Harry knew he'd been wrong and David had been right when every head in the congregation turned as he walked into chapel with the Ellises ten minutes before the service was due to start. There was an escalation of whispering among the women sitting in the pews, but the most piercing glares at his scarred face and the most condemnatory comments came from the seats at the front of the chapel reserved for the deacons.
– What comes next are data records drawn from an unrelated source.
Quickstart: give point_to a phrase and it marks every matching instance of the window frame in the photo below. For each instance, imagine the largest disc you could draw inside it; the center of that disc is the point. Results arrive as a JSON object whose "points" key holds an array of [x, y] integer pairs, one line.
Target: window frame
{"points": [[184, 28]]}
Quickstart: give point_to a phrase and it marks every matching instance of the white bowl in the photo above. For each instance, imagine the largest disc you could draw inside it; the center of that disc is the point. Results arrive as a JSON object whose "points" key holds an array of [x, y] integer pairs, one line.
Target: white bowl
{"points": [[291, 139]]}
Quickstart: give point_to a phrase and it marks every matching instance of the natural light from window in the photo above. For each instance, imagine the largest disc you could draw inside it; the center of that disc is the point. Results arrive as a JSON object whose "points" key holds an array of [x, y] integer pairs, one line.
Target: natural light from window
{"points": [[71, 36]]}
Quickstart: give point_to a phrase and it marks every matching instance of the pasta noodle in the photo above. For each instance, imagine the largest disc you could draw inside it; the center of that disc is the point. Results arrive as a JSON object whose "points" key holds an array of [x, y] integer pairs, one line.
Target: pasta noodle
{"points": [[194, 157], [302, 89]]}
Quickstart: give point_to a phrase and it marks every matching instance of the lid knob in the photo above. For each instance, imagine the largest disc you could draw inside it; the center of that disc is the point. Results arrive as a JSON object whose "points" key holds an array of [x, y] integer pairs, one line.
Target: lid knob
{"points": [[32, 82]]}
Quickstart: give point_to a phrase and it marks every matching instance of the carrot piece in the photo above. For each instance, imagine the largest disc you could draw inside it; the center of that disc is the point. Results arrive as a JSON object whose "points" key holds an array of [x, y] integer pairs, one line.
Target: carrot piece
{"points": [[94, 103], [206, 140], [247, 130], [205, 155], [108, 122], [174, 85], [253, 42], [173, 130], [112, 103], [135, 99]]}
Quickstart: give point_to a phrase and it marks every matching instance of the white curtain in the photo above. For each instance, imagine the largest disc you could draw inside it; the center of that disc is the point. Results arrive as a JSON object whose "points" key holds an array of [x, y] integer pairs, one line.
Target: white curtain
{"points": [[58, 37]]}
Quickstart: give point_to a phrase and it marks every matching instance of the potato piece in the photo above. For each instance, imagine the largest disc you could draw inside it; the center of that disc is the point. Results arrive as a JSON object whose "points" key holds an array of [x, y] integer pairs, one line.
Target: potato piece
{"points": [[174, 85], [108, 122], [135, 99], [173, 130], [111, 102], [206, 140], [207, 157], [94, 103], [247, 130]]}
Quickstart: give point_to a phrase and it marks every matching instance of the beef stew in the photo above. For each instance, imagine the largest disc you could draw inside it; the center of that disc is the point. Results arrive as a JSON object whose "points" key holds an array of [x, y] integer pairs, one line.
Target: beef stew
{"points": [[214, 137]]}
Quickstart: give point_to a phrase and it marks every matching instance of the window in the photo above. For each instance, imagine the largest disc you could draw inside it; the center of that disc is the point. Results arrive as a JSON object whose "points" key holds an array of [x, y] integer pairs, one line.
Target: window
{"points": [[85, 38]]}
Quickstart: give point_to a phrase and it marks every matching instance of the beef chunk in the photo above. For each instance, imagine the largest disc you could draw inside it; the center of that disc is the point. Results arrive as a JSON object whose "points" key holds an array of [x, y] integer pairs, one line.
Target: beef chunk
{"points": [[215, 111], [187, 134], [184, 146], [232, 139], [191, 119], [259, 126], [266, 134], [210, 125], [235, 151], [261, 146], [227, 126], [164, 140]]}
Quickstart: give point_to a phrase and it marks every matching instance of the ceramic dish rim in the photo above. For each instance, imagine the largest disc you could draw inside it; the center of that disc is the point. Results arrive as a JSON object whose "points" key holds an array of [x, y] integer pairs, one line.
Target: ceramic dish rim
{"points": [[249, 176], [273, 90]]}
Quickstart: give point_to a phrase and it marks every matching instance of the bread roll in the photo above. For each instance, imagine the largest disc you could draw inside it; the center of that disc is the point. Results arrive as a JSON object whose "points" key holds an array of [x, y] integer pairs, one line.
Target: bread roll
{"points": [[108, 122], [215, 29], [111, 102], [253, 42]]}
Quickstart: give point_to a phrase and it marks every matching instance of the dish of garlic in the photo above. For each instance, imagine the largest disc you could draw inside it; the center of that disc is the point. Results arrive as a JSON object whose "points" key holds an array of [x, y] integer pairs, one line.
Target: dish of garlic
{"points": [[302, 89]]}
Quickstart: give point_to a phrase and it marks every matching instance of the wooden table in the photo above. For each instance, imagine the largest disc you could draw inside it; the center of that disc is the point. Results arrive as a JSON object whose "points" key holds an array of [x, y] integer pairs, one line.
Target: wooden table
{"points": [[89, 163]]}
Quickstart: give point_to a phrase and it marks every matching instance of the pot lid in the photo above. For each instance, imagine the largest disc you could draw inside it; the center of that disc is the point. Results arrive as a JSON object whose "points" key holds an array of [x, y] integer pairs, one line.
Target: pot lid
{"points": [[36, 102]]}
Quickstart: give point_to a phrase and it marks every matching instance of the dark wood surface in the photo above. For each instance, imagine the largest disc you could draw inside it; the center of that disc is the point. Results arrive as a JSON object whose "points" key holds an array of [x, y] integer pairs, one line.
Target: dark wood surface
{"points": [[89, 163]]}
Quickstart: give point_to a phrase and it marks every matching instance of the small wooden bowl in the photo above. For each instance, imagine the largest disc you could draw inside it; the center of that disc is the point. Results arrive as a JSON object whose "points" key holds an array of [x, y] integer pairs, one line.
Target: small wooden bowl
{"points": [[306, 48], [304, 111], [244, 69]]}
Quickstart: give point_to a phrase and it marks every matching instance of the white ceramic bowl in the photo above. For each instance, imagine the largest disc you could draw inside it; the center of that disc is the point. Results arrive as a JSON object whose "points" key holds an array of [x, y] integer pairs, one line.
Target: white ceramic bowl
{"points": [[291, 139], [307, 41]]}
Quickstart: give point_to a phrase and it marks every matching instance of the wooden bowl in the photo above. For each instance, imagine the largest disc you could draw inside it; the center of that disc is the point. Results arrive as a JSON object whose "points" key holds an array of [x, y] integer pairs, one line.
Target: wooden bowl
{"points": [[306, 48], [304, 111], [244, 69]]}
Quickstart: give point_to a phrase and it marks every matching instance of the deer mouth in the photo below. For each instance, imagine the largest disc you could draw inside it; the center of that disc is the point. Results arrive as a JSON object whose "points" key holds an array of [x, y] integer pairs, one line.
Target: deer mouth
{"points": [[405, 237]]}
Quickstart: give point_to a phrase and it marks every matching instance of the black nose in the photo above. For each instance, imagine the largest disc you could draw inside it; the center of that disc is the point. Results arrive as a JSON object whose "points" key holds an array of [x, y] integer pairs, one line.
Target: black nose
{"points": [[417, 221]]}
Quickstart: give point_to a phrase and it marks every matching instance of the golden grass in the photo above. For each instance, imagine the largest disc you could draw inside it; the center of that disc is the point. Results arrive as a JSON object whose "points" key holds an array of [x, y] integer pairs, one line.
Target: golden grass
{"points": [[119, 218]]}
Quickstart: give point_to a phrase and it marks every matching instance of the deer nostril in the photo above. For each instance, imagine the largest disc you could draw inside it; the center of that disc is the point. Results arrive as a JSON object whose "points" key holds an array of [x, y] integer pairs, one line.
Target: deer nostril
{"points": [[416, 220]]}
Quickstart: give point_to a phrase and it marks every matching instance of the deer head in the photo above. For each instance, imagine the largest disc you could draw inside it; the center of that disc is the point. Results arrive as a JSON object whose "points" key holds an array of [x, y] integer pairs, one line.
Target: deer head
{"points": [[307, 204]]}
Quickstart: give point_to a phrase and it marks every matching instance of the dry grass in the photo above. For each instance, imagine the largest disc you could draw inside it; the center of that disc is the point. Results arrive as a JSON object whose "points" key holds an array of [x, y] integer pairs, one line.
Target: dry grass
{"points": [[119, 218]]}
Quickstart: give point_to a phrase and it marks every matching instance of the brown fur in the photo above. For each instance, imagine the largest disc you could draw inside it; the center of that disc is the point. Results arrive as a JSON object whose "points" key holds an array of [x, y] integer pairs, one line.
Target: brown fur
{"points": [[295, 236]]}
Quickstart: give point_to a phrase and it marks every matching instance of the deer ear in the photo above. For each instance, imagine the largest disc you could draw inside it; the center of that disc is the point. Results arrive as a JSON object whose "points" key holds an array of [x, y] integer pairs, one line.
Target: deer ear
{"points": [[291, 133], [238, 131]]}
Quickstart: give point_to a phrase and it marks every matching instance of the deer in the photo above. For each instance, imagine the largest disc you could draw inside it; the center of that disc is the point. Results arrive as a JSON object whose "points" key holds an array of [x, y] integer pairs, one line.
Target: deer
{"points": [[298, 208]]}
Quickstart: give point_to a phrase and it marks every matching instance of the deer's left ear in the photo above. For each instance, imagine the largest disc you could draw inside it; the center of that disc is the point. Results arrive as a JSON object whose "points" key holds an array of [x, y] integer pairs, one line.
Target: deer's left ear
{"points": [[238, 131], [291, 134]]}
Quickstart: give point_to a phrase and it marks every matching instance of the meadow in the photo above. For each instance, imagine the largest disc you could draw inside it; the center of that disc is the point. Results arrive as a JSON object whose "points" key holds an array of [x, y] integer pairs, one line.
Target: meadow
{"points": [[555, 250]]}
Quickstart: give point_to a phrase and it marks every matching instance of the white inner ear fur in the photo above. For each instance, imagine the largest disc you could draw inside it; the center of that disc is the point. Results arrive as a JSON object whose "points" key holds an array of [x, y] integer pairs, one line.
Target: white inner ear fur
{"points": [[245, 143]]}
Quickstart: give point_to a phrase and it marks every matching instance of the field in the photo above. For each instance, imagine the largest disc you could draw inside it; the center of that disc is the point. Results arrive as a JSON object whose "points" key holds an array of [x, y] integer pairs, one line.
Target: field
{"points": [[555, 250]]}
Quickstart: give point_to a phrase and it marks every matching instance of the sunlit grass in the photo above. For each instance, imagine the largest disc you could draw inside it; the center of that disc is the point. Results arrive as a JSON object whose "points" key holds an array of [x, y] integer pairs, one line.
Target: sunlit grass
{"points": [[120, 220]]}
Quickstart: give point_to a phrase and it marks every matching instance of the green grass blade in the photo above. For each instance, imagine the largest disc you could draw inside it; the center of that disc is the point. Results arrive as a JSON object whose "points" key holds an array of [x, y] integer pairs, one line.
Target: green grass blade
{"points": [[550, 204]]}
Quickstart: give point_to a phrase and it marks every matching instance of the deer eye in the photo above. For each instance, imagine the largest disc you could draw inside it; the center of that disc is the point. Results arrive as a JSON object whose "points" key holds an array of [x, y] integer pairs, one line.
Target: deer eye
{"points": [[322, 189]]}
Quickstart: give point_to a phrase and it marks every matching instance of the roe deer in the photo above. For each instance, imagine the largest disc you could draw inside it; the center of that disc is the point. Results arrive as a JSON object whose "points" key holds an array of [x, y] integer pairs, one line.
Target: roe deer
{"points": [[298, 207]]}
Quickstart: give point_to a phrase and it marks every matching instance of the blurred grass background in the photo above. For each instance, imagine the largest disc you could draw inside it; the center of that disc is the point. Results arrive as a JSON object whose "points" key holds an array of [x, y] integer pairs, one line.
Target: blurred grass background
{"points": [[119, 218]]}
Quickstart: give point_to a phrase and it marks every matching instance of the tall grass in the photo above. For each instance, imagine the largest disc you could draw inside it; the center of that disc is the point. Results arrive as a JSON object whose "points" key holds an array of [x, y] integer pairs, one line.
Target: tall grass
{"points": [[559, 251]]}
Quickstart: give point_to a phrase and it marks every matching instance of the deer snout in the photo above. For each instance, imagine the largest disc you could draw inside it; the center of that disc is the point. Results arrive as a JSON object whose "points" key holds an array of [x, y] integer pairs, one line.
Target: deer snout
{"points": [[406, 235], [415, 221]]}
He stood back and allowed Mary and her family to file into the Ellis pew ahead of him, first Mary carrying Luke, then Matthew, Martha, who looked as though she should be in bed, and finally David.

Although his mother was a churchgoer and both his uncles' families Catholic, he had visited chapels for the christenings, weddings and funerals of his family's friends, so he knew roughly what to expect from the service. Irritated by the continued murmurs and stares in their direction, and longing for a cigarette, he turned his attention to the building. But after examining the plain whitewashed walls, unadorned dark-wood pulpit and hymnal notice with its removable numbers, he was bored. The beaded eyes of the vivid blue bird perched on the hat of the woman in front of them were more interesting. Whichever way he turned, they appeared to be eyeing him, and he wondered if it were a real stuffed bird, or one created by a milliner out of odd feathers she'd found lying around.

The service began. The singing, like most in Welsh chapels, was impressive, as was the organist's playing. The minister, a tiny, wizened man who looked as though he could be blown over by a gust of fresh air, had an uncommonly loud voice that he used to full advantage when he delivered an interminable and tedious sermon on the desirability of the tithe system in relation to chapel income.